— Appeal by defendant from a judgment of the Supreme Court, Queens County (Rotker, J.), rendered January 30,1984, convicting him of criminal possession of a controlled substance in the second degree, upon his plea of guilty, and sentencing him to an indeterminate term of imprisonment of six years to life.
Judgment affirmed.
On this appeal, the defendant contends that his plea of guilty should be vacated since he whs not advised, at the taking of the plea, of his rights to testify on his own behalf and to have the jury’s verdict be unanimous before he could be convicted. Having failed either to move to withdraw his plea on this ground *763prior to the imposition of sentence or subsequent thereto pursuant to CPL 440.10, the defendant has not preserved for appellate review the sufficiency of the plea allocution (see, CPL 470.05 [2]; People v Hoke, 62 NY2d 1022; People v Pellegrino, 60 NY2d 636; People v Mattocks, 100 AD2d 944; People v Ortiz, 105 AD2d 809). In any event, were we to review this issue in the interest of justice, vacatur would not be required inasmuch as the allocution satisfied the requirements of People v Harris (61 NY2d 9; see, People v Velasquez, 107 AD2d 726).

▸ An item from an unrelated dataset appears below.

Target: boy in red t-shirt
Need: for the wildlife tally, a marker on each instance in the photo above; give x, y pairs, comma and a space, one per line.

Nor is there any merit to the defendant’s claim that his sentence, which was imposed in accordance with the plea agreement (see, People v La Lande, 104 AD2d 1052; People v Nelson, 104 AD2d 1055; People v Kazepis, 101 AD2d 816), was unduly harsh and excessive. Moreover, we find no basis to modify the sentence in the interest of justice (see, People v Suitte, 90 AD2d 80). Gibbons, J. P., Weinstein, Brown and Eiber, JJ., concur.